Being a millennial, a young pro, and a conservative Christian female, I recognize I differ greatly from many of my fellow millennials. If my college experience taught me anything, it’s that being conservative is like being a leper, and being Christian is sometimes considered even worse. This is especially apparent in a time where political correctness and tolerance are called for, though most often by those who disdainfully prefer to practice both selectively.
For me and fellow believers, being Christian this time of the year is first and foremost the time to celebrate Jesus’ birth. Because of His ultimate death and resurrection for us, this season is clearly one of great joy, love, hope, and peace in our faith. I do understand there are other religions and other holidays, and I also understand that there are those that are content to stick with the classic “Happy Holidays.” For them, that is fine. My personal and faith-driven choice, however, is to proclaim that my faith rests in Jesus Christ alone, and therefore my response at this time of year is and always shall be “Merry Christmas.”
Even if whoever the response is aimed towards does not celebrate Christmas (and does not ask for another response, such as Happy Hanukkah), I do hope they have a good Christmas day. That wish does not diminish despite what others believe. To say that someone is being offensive by wishing a good holiday-named day to others is overkill. But to limit the person saying it by arguing that they cannot refer to their own religion is a lack of tolerance in and of itself.
In a day and age where Google-ing “Happy Holidays versus Merry Christmas” brings up articles commenting on where in the USA you can even utter the response "Merry Christmas," or articles referring to the “war on Christmas,” I would urge this: remember that we all have a freedom of religion.
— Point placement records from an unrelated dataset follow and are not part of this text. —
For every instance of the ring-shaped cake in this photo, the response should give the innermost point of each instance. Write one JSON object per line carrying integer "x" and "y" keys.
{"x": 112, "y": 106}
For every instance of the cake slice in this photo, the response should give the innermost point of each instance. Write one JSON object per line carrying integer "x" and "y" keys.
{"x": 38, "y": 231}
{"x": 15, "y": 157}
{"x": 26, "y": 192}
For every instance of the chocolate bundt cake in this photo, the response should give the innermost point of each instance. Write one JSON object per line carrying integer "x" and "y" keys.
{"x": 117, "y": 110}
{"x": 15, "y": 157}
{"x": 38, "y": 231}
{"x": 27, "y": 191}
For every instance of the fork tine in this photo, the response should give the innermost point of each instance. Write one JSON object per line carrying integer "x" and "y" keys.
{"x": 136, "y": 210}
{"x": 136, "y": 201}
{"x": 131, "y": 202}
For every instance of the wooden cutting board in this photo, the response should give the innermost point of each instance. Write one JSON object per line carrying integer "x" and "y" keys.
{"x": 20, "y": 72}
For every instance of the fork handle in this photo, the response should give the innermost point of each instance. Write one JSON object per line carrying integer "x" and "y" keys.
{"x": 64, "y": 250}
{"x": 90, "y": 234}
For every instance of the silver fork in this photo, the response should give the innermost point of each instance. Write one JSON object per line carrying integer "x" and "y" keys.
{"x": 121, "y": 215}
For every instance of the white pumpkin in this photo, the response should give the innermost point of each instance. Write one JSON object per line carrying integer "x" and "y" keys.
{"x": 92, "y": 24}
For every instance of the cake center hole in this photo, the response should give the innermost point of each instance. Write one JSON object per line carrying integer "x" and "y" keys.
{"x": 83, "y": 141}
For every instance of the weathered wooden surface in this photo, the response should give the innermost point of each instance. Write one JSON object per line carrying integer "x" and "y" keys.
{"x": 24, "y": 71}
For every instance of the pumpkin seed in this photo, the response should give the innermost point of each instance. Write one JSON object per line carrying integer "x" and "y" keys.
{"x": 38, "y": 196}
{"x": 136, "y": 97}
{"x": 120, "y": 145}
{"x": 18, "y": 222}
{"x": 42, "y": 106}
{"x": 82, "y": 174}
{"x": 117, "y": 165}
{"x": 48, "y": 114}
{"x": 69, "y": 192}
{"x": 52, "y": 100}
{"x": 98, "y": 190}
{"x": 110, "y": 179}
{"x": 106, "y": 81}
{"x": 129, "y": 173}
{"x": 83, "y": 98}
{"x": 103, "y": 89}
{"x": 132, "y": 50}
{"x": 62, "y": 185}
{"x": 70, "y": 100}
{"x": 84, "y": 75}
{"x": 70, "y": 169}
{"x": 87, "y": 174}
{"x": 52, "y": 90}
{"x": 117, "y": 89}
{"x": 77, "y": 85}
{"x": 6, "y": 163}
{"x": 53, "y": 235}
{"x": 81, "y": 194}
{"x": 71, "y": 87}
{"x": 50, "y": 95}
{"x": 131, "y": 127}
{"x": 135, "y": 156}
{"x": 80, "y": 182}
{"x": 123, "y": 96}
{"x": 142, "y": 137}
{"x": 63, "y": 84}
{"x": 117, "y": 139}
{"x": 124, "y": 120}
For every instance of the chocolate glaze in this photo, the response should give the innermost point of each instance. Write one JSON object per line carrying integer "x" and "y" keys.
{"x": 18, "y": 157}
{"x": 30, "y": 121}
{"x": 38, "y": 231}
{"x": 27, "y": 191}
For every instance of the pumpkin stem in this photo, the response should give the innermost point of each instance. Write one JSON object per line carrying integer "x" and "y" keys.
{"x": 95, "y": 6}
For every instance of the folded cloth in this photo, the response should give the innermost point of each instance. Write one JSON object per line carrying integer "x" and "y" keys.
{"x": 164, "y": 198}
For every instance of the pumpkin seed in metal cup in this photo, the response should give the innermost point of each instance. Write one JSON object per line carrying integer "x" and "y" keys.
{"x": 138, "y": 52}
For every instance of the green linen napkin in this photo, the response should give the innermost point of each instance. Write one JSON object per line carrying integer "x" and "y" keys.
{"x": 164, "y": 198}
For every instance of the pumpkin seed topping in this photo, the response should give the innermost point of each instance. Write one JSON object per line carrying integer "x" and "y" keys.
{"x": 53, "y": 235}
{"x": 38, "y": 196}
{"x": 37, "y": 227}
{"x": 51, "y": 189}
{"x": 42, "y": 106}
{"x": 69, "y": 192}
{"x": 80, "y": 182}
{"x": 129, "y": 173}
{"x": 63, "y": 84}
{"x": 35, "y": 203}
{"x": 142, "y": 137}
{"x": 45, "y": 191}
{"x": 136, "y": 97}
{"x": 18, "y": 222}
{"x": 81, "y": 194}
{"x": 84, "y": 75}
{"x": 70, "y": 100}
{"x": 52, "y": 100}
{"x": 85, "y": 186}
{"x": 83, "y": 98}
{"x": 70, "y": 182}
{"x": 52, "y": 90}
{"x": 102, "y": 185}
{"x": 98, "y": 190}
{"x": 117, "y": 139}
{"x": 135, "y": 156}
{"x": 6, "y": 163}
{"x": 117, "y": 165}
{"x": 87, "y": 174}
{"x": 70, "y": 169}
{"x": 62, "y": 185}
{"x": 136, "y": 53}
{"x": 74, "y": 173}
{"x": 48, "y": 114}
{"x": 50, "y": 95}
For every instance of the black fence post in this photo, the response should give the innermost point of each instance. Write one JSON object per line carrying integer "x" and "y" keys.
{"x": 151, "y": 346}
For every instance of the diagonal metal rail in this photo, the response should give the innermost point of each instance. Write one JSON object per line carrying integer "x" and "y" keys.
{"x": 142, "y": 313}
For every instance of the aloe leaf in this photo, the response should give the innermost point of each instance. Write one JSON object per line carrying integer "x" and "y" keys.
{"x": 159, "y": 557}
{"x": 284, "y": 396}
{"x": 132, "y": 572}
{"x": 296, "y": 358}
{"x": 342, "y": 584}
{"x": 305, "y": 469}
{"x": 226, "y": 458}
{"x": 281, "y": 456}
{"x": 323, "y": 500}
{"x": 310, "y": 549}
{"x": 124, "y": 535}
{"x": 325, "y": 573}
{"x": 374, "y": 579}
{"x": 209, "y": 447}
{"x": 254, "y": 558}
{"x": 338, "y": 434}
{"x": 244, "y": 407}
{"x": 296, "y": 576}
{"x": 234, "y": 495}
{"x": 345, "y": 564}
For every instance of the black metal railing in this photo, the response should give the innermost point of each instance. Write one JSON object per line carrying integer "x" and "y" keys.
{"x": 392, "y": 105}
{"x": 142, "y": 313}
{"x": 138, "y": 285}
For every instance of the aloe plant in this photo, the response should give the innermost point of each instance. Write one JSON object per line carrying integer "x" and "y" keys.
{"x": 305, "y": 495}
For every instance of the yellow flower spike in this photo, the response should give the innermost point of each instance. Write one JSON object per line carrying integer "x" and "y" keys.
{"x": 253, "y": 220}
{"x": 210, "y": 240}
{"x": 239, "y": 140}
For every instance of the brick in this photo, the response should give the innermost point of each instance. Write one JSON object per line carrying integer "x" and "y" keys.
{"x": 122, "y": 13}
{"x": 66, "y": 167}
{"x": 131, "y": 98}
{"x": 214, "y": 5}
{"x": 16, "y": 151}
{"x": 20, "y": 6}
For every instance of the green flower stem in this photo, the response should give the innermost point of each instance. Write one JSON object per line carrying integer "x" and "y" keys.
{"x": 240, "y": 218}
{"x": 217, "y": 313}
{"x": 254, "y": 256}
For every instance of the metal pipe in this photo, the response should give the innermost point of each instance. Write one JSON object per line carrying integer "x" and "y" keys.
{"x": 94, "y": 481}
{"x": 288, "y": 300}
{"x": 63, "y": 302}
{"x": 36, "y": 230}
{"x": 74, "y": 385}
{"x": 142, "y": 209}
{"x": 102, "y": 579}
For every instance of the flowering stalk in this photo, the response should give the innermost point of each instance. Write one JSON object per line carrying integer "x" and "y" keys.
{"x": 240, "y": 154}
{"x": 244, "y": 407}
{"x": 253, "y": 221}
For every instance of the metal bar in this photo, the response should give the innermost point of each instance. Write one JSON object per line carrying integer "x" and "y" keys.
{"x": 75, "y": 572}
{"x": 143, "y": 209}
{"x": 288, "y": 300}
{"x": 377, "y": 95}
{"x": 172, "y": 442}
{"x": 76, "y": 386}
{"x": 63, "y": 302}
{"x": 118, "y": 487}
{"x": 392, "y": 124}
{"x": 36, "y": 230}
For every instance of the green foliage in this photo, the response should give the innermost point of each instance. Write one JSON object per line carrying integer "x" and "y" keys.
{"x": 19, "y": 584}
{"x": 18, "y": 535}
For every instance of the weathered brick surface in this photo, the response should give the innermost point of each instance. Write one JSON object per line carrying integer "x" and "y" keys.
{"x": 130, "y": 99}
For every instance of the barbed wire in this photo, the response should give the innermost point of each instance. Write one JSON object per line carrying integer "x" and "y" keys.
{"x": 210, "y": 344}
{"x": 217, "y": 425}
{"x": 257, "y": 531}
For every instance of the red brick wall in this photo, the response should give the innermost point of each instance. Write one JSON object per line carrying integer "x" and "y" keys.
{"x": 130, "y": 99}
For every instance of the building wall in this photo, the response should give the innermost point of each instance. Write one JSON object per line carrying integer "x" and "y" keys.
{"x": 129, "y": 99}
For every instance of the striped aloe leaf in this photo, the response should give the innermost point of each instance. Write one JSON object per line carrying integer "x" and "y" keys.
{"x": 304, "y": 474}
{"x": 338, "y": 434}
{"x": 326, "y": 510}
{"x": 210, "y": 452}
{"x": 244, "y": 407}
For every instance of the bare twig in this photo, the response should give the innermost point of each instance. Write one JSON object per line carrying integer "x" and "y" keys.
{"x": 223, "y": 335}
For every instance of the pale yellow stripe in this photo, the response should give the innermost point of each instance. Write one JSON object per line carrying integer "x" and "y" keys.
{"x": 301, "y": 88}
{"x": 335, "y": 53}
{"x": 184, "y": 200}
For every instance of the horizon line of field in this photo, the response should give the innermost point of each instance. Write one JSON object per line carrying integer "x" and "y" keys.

In this country, I can show my tradition and faith in Jesus, and someone else is welcome to show their own by telling me “Happy Kwanza.” But please do not tread on others’ right to show their faith by giving them a blanket line about tolerance. Be respectful, not just of your own views but of others. Tolerance in this tradition means acknowledging and enduring a difference of opinion or behavior unlike your own. It means to show others the grace and love with which you would want to be treated.
I do hope each and every one of you has a Merry Christmas, whether or not you actively celebrate it!